The Criterion Collection announced its March of 2020
slate of new film restorations being released as both Blu-ray and DVD product
offerings during the course of the month.
At the front of the pack is the Mar. 24 2K film
restoration of director John M. Stahl’s 1946 film noir (ish) adaptation of the Ben Ames Williams’ 1944 novel, Leave Her
to Heaven. It is difficult to fully embrace the film
noir aspects when the film is in Technicolor and there’s a happy ending (20th
Century-Fox was “warned” on several times by the Production Code Administration
to be careful with the film adaptation of Williams’ novel).
This carping aside, Leave Her
to Heaven, starring Gene Tierney as the
manipulative Ellen received her only Best Actress nomination … yes, her only
Oscar nomination, which is shame when you consider her performances in such
films as Laura, The Shanghai Gesture, The Ghost and Mrs.

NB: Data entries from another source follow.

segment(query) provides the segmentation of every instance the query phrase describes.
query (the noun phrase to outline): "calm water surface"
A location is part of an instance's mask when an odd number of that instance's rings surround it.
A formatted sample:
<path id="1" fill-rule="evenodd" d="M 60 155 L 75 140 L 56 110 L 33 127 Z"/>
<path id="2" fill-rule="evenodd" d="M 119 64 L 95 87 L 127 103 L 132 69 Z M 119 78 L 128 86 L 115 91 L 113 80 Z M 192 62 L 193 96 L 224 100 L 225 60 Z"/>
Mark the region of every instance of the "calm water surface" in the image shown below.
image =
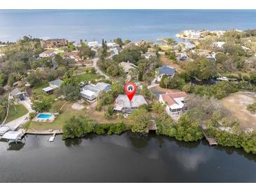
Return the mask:
<path id="1" fill-rule="evenodd" d="M 0 142 L 1 182 L 255 182 L 256 156 L 130 132 L 53 143 L 48 136 L 25 144 Z"/>
<path id="2" fill-rule="evenodd" d="M 256 10 L 0 10 L 0 41 L 152 40 L 187 29 L 256 28 Z"/>

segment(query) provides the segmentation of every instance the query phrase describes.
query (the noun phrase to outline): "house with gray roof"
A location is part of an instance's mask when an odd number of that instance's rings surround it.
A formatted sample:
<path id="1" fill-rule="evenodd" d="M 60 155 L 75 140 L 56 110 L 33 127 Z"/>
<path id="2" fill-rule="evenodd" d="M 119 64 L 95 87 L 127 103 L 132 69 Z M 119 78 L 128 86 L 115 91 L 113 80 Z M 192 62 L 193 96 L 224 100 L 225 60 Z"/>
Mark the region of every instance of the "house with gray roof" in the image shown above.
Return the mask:
<path id="1" fill-rule="evenodd" d="M 15 88 L 10 92 L 10 97 L 18 100 L 24 100 L 26 92 L 20 88 Z"/>
<path id="2" fill-rule="evenodd" d="M 173 77 L 175 74 L 175 69 L 167 65 L 163 65 L 159 67 L 158 72 L 156 73 L 156 80 L 160 81 L 163 75 L 168 75 L 170 77 Z"/>
<path id="3" fill-rule="evenodd" d="M 119 95 L 116 99 L 114 110 L 116 112 L 130 114 L 142 104 L 147 104 L 142 95 L 134 95 L 130 101 L 126 95 Z"/>
<path id="4" fill-rule="evenodd" d="M 52 88 L 57 88 L 60 87 L 61 83 L 62 83 L 63 81 L 58 78 L 49 82 L 50 87 Z"/>
<path id="5" fill-rule="evenodd" d="M 120 67 L 123 67 L 123 71 L 128 74 L 131 69 L 135 69 L 137 67 L 136 65 L 135 65 L 133 63 L 129 62 L 121 62 L 119 64 L 119 66 Z"/>
<path id="6" fill-rule="evenodd" d="M 108 92 L 111 90 L 111 85 L 100 82 L 96 85 L 90 84 L 80 89 L 81 97 L 90 102 L 95 102 L 101 91 Z"/>

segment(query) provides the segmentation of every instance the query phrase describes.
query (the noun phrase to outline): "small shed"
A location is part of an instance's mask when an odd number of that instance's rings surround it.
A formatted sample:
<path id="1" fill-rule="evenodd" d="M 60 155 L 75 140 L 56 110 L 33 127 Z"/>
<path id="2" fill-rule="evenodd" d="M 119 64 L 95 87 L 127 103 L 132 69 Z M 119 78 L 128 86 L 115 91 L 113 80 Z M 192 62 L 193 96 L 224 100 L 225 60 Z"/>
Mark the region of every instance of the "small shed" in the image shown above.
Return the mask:
<path id="1" fill-rule="evenodd" d="M 10 130 L 9 127 L 7 127 L 7 126 L 0 127 L 0 135 L 4 135 L 8 130 Z"/>

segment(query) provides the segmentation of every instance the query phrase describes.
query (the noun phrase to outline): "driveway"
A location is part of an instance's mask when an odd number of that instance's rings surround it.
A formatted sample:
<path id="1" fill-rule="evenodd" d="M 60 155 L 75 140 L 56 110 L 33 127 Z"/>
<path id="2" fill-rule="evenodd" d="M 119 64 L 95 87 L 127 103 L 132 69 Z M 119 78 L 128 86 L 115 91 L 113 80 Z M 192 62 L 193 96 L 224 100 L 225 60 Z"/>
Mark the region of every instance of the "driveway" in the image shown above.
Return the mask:
<path id="1" fill-rule="evenodd" d="M 99 74 L 104 76 L 105 77 L 106 79 L 109 79 L 109 76 L 108 76 L 107 75 L 106 75 L 105 73 L 103 73 L 100 68 L 97 66 L 97 61 L 98 60 L 97 57 L 95 57 L 93 61 L 93 67 L 95 69 L 97 73 L 98 73 Z"/>

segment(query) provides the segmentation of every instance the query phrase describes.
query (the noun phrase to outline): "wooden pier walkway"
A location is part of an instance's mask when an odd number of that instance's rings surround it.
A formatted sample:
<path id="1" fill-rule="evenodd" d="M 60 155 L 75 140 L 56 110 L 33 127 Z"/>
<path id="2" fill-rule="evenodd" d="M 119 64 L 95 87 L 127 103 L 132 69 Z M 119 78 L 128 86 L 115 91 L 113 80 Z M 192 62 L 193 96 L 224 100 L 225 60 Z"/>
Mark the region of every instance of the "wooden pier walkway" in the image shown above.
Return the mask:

Muir, Whirlpool … seriously, only one
nomination. She almost didn’t get the
role, as both Ida Lupino and Tallulah Bankhead were mentioned in the trades at
the time as being considered.
The film is told in flashback as Richard (Cornel
Wilde) is released from prison after spending the last two years of his life
there. During the course of the movie
we will come to learn of his relationship with Ellen, with her sister, Ruth
(Jeanne Crain) and just how twisted and manipulative Ellen becomes in
controlling Richard … even to the point of murder and a frame-up so sinister
that it is both breathtaking and appalling in equal measures.
There is only one bonus nugget here, a newly
prepared video session with film critic Imogen Sara Smith (author of: “In
Lonely Places: Film Noir Beyond the City”).
Also on the March 2020 release calendar from
Criterion are: Salesman (Mar.
10); Spike Lee’s Bamboozled (a
new 2K restoration on Mar. 17 … with commentary); The Cranes
are Flying (in Russian, Mar. 24 … with
vintage commentary from director Mikhail Kalatozov) and arriving on Mar. 31 are
both The Prince of Tides
(directed by and starring Barbra Streisand) and director James Whale’s 1936
film adaptation of the Jerome Kern and Oscar Hammerstein musical, Show Boat.